You could be discussing what you cooked for dinner last night or whether it is going to rain this afternoon and somehow he managed to edge his favourite topic in. I learned to recognise when he was warming up to eg Brexit or illegal immigration and try to fend him off but it became really irritating so I gradually stopped seeing him. I don’t miss him and his ranty monologues.

ReyRey12 · 09/02/2026 21:06

Schmitt2009 · 09/02/2026 20:45

It's one thing to watch the news and be informed about politics and the world at large but the level of interest and energy your BF is expending on politics is too much.
Like you said, not everything should turn into a rant about politics. And it's inevitable negative. Of course there are lots of problems in the world but it becomes overwhelming on a personal level to interact with all of them.
I would definitely tell him that you don't want to hear and engage with politics every single day. Maybe set an evening aside for him to discuss politics (rant).

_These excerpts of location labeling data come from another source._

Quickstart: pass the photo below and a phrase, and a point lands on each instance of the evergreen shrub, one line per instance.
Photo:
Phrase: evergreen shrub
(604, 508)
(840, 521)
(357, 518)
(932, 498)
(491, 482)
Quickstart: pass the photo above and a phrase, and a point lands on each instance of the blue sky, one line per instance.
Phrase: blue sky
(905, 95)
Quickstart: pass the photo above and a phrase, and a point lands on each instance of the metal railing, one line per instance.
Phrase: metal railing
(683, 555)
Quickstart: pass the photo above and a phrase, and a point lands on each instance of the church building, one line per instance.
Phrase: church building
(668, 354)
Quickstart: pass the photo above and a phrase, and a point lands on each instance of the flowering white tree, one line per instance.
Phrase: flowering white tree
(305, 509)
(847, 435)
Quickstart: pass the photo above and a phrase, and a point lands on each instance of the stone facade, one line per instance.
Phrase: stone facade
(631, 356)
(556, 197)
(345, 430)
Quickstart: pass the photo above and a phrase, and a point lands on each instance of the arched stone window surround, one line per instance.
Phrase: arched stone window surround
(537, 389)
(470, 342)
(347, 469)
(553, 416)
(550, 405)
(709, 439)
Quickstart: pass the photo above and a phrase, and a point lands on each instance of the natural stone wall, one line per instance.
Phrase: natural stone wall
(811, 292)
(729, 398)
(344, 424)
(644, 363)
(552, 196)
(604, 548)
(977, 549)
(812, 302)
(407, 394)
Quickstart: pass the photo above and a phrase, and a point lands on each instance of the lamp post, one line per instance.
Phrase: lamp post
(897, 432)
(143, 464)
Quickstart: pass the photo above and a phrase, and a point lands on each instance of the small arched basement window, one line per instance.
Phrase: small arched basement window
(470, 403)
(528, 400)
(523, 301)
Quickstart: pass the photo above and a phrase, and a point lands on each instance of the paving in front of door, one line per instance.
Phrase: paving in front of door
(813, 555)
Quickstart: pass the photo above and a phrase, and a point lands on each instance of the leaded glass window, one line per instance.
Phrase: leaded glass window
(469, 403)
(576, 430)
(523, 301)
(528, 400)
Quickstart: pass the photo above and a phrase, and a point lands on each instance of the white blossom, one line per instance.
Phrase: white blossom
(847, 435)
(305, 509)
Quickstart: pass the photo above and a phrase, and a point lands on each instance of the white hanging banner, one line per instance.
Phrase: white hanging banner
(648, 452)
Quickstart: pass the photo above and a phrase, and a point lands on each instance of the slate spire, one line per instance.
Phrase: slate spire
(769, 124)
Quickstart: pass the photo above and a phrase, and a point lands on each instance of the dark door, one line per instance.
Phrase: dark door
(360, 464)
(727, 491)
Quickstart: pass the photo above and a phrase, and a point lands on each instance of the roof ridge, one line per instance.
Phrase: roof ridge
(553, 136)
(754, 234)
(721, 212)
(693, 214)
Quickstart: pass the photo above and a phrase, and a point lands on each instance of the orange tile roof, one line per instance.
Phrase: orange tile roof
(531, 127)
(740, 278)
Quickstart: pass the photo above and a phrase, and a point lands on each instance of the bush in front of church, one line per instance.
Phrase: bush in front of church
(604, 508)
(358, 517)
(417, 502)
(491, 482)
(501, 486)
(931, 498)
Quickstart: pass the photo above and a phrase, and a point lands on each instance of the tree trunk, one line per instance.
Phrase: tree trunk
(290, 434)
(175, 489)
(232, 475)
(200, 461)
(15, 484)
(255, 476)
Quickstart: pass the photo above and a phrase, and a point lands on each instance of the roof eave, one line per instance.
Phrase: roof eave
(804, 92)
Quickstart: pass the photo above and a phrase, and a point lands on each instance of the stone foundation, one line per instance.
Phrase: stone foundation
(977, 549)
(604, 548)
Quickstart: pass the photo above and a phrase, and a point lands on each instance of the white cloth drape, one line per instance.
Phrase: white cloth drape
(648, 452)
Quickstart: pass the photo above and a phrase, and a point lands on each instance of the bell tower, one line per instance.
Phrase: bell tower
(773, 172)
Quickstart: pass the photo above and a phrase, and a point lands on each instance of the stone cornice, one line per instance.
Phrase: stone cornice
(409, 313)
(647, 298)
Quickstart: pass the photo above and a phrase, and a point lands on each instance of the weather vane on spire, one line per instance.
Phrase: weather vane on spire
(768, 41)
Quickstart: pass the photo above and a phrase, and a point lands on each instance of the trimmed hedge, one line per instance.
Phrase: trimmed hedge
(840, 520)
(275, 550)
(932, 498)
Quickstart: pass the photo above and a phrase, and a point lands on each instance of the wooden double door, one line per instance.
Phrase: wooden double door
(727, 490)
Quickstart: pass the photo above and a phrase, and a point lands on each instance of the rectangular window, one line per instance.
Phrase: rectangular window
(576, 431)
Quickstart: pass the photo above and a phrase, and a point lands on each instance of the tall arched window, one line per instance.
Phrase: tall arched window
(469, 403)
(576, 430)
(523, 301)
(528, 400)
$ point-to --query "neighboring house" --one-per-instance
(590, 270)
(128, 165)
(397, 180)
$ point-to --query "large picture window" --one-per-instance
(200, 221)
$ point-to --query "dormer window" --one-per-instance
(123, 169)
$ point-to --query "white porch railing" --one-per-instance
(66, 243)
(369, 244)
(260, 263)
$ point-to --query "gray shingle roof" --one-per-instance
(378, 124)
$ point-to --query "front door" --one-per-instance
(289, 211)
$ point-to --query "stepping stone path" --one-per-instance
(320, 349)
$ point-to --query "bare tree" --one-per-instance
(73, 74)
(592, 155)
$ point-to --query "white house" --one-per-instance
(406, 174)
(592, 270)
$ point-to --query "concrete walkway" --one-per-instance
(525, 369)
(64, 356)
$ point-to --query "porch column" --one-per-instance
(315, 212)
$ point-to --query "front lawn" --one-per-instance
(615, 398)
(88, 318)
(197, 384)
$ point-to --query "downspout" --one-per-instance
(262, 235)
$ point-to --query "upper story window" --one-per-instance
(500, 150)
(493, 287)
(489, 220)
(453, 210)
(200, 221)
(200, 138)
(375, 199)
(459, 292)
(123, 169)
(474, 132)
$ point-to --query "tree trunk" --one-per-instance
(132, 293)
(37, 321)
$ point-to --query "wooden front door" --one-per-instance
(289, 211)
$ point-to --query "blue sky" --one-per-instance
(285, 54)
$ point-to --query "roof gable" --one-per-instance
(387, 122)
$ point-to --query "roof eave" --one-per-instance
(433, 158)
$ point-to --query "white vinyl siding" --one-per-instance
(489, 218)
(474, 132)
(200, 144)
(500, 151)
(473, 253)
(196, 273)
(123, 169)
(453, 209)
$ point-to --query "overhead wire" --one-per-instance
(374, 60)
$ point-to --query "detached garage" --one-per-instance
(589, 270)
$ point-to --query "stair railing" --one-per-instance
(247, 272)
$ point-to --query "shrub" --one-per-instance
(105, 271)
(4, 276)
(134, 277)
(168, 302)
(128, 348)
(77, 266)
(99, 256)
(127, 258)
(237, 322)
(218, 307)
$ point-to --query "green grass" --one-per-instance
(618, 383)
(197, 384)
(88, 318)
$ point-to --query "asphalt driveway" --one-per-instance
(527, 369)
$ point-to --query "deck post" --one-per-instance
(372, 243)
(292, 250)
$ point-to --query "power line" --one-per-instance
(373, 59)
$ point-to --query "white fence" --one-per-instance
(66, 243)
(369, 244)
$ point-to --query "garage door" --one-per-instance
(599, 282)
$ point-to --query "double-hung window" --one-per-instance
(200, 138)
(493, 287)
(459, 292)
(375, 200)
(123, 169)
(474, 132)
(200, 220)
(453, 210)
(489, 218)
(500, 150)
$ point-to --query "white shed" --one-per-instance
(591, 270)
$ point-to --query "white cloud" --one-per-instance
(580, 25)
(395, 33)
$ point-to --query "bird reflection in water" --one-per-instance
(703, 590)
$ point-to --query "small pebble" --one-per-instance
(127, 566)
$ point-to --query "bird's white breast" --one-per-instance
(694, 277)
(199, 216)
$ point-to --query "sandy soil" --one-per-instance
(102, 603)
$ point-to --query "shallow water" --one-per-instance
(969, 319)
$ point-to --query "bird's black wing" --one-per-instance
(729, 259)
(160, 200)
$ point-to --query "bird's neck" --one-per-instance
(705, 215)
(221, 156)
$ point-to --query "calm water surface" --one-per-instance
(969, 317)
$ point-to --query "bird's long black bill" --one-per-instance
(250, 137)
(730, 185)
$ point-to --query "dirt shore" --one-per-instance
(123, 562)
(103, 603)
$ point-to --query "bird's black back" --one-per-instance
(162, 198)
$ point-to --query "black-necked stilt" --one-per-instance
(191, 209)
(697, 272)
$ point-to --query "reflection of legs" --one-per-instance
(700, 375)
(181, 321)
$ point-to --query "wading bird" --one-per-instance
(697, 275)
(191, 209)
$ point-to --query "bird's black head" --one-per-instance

On a deeper level, I think he might be very anxious about all the things going on in the world (who wouldn't be) but he consumes too many news and it's probably depressing him and he needs an outlet (you).
He needs to engage more with the lighter side of life. He cannot carry the world in his shoulders.

Best of luck to you.

He himself has said that he would be happier if he didn't watch the news. He has also himself mentioned he feels I'm right to not have 24/7 news on around the house. I do think watching news all day makes him anxious and since he is (imo understandably) critical of all sources he needs to watch and read it all. Quite honestly, the evenings he listens to his football podcasts are nice. He gets riled up cause they are getting relegated but those rants are very different than the ones concerning the failures of labour party.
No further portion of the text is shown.